Para cualquiera que viaje habitualmente y busque un mínimo de comodidad, hace ya tiempo que la tarea de cambiar dinero en los aeropuertos o de sacar dinero en metálico en los cajeros se ha ido convirtiendo en algo cada vez menos habitual. En los Estados Unidos de hoy, entre las tarjetas de crédito, las herramientas como Apple Pay o Google Wallet, o las aplicaciones como la de Uber o la de Starbucks (que ya procesa siete millones de transacciones económicas cada semana), el uso del dinero en metálico está disminuyendo a a gran velocidad. La única razón que me ha llevado a sacar algo de dinero de un cajero ha sido el poder dejar propinas en el hotel a quien te sube las maletas o te arregla la habitación, un uso ya reducido prácticamente a la última expresión: todo el resto de transacciones económicas, desde comidas y cenas en restaurantes hasta la compra del más diminuto souvenir, tienen lugar mediante medios puramente electrónicos. Una sensación que ya tuve hace algún tiempo en un viaje a Londres de dos días en el que no llegué a tocar dinero en libras para absolutamente nada. Pero sin necesidad de salir de tu país, la gran verdad es que el papel del dinero en metálico está disminuyendo a marchas forzadas: hay semanas que se me pasan enteras con los mismos billetes y monedas en el bolsillo, a pesar de moverme por mi ciudad o consumir productos de todo tipo.

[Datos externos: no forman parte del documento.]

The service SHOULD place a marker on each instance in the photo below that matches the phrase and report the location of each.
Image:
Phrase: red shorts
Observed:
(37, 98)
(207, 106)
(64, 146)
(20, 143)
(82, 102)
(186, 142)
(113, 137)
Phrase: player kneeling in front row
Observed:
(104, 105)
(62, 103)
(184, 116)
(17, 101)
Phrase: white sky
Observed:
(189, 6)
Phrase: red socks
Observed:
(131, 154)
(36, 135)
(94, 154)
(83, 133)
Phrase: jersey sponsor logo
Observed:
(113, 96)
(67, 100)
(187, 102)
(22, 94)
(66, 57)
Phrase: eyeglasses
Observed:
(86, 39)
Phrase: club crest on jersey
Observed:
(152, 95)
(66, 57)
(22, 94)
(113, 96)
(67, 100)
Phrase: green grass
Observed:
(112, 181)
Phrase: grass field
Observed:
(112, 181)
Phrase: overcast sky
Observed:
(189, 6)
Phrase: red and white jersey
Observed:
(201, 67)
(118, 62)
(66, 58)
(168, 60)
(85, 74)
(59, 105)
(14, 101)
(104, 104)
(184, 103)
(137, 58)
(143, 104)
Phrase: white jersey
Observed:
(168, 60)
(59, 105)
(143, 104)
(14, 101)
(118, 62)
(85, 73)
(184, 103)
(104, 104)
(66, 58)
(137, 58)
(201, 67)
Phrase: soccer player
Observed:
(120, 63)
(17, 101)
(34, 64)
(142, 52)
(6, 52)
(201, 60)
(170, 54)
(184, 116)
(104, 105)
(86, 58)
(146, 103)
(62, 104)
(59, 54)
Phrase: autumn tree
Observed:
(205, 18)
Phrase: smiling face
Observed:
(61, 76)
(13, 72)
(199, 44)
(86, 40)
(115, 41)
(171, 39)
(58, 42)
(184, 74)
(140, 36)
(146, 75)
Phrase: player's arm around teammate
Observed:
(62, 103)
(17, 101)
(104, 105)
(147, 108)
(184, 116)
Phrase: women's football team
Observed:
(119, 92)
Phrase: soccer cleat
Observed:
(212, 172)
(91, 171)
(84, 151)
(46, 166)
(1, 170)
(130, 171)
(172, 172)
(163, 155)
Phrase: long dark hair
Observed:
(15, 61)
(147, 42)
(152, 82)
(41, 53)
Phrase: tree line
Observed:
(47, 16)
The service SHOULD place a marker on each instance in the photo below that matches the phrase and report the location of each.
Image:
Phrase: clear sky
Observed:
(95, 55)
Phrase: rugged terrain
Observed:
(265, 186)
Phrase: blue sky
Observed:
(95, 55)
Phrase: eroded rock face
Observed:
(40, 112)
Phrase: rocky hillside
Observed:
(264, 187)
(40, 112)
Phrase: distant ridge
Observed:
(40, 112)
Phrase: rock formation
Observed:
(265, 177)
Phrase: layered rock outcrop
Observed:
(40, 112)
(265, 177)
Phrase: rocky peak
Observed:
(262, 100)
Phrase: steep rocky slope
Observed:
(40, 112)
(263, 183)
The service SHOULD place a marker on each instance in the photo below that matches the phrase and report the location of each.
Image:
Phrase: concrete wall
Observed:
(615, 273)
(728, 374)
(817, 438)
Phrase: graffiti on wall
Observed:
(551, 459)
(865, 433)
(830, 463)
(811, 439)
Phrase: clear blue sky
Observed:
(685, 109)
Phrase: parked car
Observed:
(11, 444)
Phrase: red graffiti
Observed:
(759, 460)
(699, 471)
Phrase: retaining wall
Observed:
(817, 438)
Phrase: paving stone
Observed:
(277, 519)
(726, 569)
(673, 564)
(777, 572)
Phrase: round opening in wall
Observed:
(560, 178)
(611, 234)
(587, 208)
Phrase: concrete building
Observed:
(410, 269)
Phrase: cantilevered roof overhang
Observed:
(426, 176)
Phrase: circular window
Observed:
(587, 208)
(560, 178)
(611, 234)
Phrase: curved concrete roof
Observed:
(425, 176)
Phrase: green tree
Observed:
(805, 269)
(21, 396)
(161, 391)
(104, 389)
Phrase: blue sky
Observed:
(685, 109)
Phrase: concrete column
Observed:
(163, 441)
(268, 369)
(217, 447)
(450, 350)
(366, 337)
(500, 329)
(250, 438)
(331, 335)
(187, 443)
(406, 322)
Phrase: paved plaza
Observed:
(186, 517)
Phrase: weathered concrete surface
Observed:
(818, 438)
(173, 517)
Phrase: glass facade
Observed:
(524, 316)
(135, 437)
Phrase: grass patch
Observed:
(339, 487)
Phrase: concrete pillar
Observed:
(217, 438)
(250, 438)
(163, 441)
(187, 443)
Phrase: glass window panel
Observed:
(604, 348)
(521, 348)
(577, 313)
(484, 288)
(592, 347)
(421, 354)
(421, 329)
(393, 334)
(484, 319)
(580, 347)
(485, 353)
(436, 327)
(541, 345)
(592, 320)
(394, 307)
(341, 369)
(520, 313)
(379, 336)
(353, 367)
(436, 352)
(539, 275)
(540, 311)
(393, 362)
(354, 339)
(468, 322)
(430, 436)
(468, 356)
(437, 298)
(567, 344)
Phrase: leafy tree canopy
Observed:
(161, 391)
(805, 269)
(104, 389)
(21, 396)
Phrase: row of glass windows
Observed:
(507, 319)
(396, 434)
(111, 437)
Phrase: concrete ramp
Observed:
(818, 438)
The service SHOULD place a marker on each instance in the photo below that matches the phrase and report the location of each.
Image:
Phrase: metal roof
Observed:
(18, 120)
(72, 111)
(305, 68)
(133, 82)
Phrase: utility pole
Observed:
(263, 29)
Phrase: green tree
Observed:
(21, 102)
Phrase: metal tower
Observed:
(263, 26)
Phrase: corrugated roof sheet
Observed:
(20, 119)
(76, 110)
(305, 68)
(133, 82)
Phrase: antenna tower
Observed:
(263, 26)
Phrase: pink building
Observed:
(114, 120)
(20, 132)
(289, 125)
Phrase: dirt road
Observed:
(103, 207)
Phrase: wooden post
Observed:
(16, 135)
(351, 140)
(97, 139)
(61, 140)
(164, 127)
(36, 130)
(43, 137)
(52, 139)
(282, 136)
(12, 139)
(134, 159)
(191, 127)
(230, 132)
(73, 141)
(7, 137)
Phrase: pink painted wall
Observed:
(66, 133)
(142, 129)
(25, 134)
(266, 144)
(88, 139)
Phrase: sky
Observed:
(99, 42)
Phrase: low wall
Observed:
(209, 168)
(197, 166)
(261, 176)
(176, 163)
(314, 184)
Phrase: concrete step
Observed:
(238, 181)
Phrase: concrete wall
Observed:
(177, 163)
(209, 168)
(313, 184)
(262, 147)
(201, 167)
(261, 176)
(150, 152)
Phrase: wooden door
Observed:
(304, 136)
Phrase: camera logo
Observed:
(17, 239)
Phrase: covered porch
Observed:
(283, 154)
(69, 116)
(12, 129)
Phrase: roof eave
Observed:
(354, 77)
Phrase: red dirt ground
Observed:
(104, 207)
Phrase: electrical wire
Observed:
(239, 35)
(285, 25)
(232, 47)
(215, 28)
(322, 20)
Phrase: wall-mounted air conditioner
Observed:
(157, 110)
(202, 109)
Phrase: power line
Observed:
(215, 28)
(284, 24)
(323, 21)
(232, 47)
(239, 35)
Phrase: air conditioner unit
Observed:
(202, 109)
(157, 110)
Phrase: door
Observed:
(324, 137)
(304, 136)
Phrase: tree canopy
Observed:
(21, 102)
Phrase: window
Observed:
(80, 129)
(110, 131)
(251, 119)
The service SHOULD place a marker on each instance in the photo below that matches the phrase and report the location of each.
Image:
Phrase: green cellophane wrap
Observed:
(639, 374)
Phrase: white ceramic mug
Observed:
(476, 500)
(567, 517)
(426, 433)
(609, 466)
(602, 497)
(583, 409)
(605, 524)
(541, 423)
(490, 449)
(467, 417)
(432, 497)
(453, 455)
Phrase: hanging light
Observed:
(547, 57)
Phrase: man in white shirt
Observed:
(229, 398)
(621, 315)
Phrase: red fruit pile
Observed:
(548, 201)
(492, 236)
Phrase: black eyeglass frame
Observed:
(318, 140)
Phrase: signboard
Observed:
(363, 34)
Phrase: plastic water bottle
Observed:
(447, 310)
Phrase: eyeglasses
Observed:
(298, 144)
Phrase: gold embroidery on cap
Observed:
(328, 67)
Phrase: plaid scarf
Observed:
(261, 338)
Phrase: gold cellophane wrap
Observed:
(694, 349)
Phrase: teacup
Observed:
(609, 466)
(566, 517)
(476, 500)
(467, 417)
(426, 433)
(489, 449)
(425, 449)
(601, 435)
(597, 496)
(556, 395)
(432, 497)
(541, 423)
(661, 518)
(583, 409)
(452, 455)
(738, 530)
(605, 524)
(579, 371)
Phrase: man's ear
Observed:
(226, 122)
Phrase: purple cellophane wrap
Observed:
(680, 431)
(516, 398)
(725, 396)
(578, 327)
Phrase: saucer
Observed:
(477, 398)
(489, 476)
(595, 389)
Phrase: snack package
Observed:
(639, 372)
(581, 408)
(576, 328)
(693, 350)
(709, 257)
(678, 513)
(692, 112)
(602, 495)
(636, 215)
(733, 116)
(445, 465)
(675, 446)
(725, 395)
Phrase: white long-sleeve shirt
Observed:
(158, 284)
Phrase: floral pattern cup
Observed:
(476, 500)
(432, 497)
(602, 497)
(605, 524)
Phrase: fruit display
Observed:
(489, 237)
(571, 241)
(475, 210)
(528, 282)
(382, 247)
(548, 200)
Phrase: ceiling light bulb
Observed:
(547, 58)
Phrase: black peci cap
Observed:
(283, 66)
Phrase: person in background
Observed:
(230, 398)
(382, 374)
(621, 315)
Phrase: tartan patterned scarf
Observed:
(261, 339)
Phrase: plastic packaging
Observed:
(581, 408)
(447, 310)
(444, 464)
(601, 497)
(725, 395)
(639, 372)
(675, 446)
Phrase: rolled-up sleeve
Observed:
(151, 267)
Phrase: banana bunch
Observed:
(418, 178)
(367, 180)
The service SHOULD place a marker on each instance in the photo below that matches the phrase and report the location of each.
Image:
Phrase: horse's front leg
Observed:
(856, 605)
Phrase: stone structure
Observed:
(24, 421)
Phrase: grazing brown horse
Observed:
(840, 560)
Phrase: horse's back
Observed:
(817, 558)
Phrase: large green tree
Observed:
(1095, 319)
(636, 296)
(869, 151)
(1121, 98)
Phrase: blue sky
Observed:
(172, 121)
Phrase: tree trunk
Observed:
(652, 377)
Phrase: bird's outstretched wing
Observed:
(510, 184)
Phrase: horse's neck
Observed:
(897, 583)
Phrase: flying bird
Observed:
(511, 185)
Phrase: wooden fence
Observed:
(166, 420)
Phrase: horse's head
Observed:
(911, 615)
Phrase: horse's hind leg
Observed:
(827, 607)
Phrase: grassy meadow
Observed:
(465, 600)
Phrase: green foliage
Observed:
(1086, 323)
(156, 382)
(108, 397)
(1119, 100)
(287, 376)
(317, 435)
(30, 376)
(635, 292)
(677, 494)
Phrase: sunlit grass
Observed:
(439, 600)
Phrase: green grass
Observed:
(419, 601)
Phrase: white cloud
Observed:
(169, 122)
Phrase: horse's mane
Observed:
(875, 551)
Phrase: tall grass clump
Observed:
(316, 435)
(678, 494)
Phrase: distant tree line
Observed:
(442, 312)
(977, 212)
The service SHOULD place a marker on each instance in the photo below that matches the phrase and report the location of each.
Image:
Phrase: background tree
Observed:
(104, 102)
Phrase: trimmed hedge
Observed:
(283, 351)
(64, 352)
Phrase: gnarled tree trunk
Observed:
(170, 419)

¿Estamos realmente dirigiéndonos hacia un ocaso del dinero en metálico? Los usos y costumbres sociales, fundamentalmente llevados por la comodidad, indican que sí. Pocas experiencias se comparan con la de salir de casa con el smartphone en el bolsillo, meterse en un coche que te lleva a donde quieres ir y que simplemente tengas que esperar a recibir un correo electrónico para evaluar al conductor, comprar cosas en una tienda y pagar acercando tu móvil al terminal tras identificarte con tu huella digital y tomarte un café confirmando la transacción en una app. Aunque por supuesto, nuevos escenarios planteen nuevos problemas, como el recientemente ocurrido cuando una serie de delincuentes lograron acceso a las aplicaciones de clientes de Starbucks con contraseñas poco robustas y encontraron una manera de rellenarlas con la tarjeta de crédito que tenían establecida por defecto, sin necesidad de conocer su número de cuenta: la respuesta de la compañía ante el incidente fue simplemente la de recomendar mejores prácticas a la hora de establecer contraseñas.
El problema evidente de una sociedad sin dinero en metálico es, una vez más, el dilema de la privacidad. Para muchas transacciones y muchas personas, la privacidad es un elemento que puede estar entre lo secreto y lo simplemente discreto. No, no es como tal un secreto ni algo prohibido por la ley el que alguien pueda querer comprarse preservativos con sabor a chocolate, acudir a un local de ocio de reputación cuestionable, pero tampoco tiene por qué tener el menor interés en que esas transacciones figuren en un registro determinado. De ahí que para muchos, la jubilación de una tecnología ya tan amortizada y no exenta de problemas como la del dinero en metálico debería corresponderse con el desarrollo de otras tecnologías que devolviesen al usuario la posibilidad de llevar a cabo transacciones realmente privadas si así lo desea. La respuesta, para muchos, está en tecnologías relacionadas con el bitcoin, concretamente la del blockchain, que podría estar llamada a protagonizar una auténtica revolución y que ya está siendoensayada en mercados como el NASDAQ.
De una manera o de otra, la tendencia está más que clara. Que se produzca privilegiando unos aspectos o los otros tendrá más que ver con la inevitabilidad de los procesos de adopción tecnológica que con la disponibilidad de unos desarrollos que, a todos los efectos, ya están aquí. Vayamos pensando en ello.